"When a true genius appears in the world, you may know him by this sign, that the dunces are all in confederacy against him."
The clergyman and satirist, Jonathan Swift (1667-1745), was born in Dublin, Ireland. He completed his education in Ireland by attending Trinity College, Dublin and then moved to live with his mother in Leicestershire, England (his mother was English; his father died seen months before he was born). In 1689 he became secretary to the diplomat, Sir William Temple. Within three years he had gained the confidence of his employer to the point that he was introduced to William III and sent to London to petition the newly crowned king on political matters.
By 1694 Swift had tired of his position and resolved to go into the church. He was ordained in the Anglican church the following year and obtained a prebend, near Belfast, Ireland (a prebend was originally a post connected to a cathedral, usually of an administrative nature; however, the role had been dissolved by Henry VIII more than a century earlier, but the term remained in use in some places as an honorary title for a senior parish priest)
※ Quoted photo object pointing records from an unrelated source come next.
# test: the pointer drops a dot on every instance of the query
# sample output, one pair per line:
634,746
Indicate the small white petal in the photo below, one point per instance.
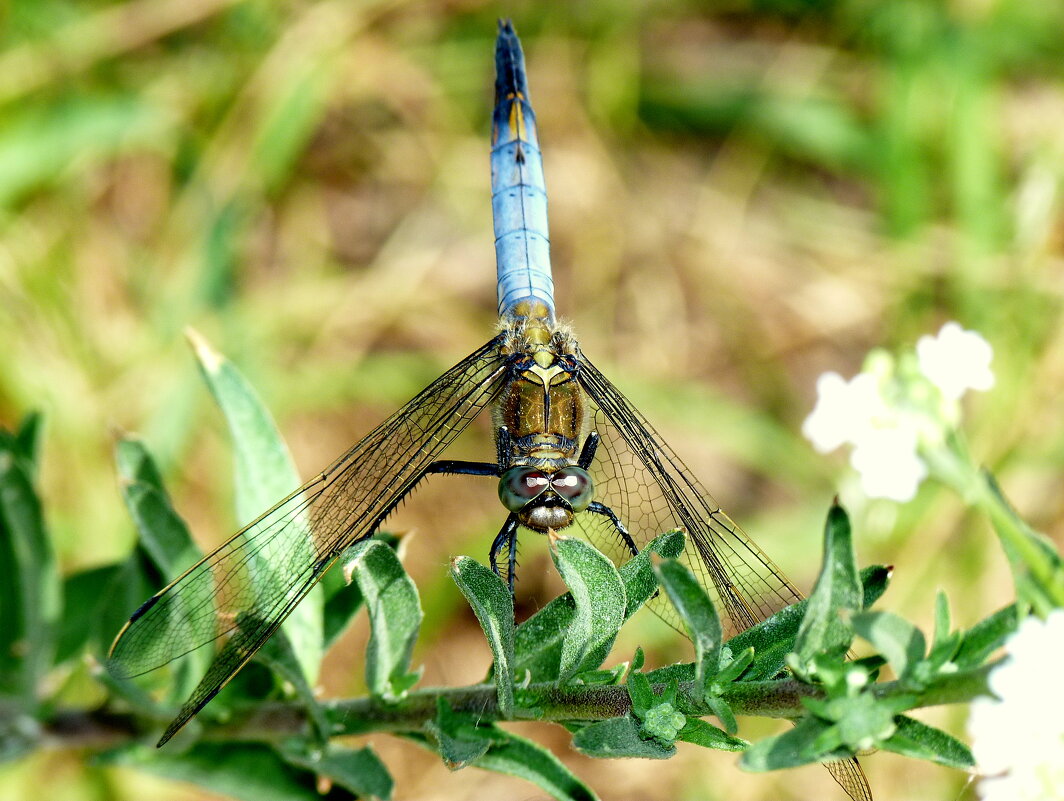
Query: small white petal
844,410
887,463
956,361
1018,736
In 1696 he returned to Temple's employment to help prepare his memoirs and correspondence for publication. Temple died three years later and Swift returned to Ireland where he ministered to a congregation of about 15 people, allowing him plenty of time for other pursuits, which included taking his doctor's degree at Dublin University.
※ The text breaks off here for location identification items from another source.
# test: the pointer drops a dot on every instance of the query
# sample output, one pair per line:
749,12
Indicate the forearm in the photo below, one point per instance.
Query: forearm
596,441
In 1701 he returned to England where he published, anonymously, his first political pamphlet. He remained politically active up until 1713, but following the fall of the Tories* after the death of Queen Anne, he moved to Dublin where he was made Dean of St Patricks.
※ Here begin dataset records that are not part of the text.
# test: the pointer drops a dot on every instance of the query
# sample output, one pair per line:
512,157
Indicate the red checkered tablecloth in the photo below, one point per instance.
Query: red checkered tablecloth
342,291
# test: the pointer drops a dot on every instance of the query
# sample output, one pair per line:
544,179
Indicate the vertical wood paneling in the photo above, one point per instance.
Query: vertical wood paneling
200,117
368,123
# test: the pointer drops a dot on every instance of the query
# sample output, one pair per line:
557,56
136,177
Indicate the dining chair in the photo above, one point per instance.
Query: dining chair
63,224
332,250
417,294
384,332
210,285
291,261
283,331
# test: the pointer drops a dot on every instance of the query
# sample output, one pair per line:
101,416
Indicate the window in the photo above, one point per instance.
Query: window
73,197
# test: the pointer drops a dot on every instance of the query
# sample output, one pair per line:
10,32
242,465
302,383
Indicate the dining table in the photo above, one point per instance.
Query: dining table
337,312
In 1723 he became engrossed in the Irish agitation which led to the publication of the Drapier's Letters, and in 1726 he completed Gulliver's Travels.
He died in 1745 after a long period of illness. He wrote his own epitaph which (translated from Latin by William Butler Yeats) reads as follows:
Swift has sailed into his rest.
Savage indignation there
cannot lacerate his breast.
Imitate him if you can,
He served human liberty.
*The word 'tories' was originally used to describe rural Irish bandits. In the 17th century it was applied to monarchists in the British House of Commons. By the 18th century the Tories were a group of politicians who favored royal authority and the established church, and opposed parliamentary reform. After 1834 the political group preferred to use the term 'Conservative' - but 'Tories' remains in common usage.